Он отхлебнул коньяку, взял с полки блокнот – бумага была тревожно-желтого цвета – и вышел на балкон. Он писал без обращения, не успев зажечь сигарету, – писать оказалось нужнее, чем курить. Откуда брались слова, не знал, и задумываться было некогда – что-то читанное, случайно застрявшее в памяти, полузабытое… да важно ли?
«…Твой милый голос и твои слова. Мне стало легче. Напряжение дня растаяло, я снова полон сил, с дыханием вернулась и улыбка. Писать о чувствах бесполезно, но ведь сказать я тоже не умею; одно – четыре слова – и робею. Сравнения бессмысленны; основа невыразима, вздох иль полуслово, движенье глаз, прерывистость дыханья – твой образ и твое очарованье. Как странно много, больше, чем обычно: я не один, и это непривычно. До боли радостно мне говорить с тобой, и быть, и знать, что я не свой, а – твой. Пришел конец печальному пути, а дальше нам с тобой вдвоем идти. Сказав, устал; и желтое письмо на желтой невменяемой бумаге…»
Дверь открылась. Яков устало спросил:
– Отвезешь мамашку?
С поджатыми губами, не глядя на него, мать уселась в машину. За короткий путь Ян еще раз выслушал поучительную историю соседкиного сына из Монтаны и помог ей подняться на второй этаж.

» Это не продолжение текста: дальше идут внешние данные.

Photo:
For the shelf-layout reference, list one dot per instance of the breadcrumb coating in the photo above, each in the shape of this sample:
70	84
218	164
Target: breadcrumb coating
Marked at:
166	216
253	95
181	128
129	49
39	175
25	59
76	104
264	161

Утром он съездил в магазин и купил Якову беспроводной телефон. Старый, с переплетенными лабиринтами шнура, хотел выкинуть, но дядька выхватил из рук и сунул в ящик стола, сердито бормоча: «Тебе бы только выбрасывать».
Забежал к Иосифу, поздравил с Новым годом, виновато уклонился от застолья; к обеду вернулся к Якову. Вся суета напомнила, как в институте подписывал обходной лист, и настроение было примерно такое же: твердо решил больше в Сан-Армандо не ездить.
Мать приготовила харчо. Дядька с азартом тыкал пальцами в кнопки нового телефона, сверяясь с инструкцией, и Ян увидел вдруг его вспухшие артритные суставы, сутулые плечи. Как же так, Яша ведь младше матери на восемь лет, а мать еще не старая, ей только… нет, уже, а не только – шестьдесят четыре. Невыспавшаяся, без косметики, в старом халате, который надевала, когда «ишачила» на кухне у брата, Ада выглядела старше своих лет. Она никогда не была худой, но полнокровная «женщина в теле», которой она стала в зрелом возрасте, превратилась в огрузневшую матрону. Рыжие волосы при смуглой коже не шли ей – и не молодили.
– Мать, зачем ты покрасилась?
Ответил Яков:
– Эт-т-т… дура. Все красятся – и наша туда же. Помолодеть хочет. Я ж говорю: дура.
Дядька провел рукой по рассыпавшейся густой шевелюре. Стали видны седые пряди.
Зачем я спрашивал, идиот; она поседела.
Твердая решимость ограничиваться звонками растаяла, как мороженое на пляже. Старость и слабость обезоруживают – и побеждают.
Он вышел из аэропорта на заснеженный тротуар. Стояла настоящая зима, белый январь, и только сейчас поверилось, что наступил новый год.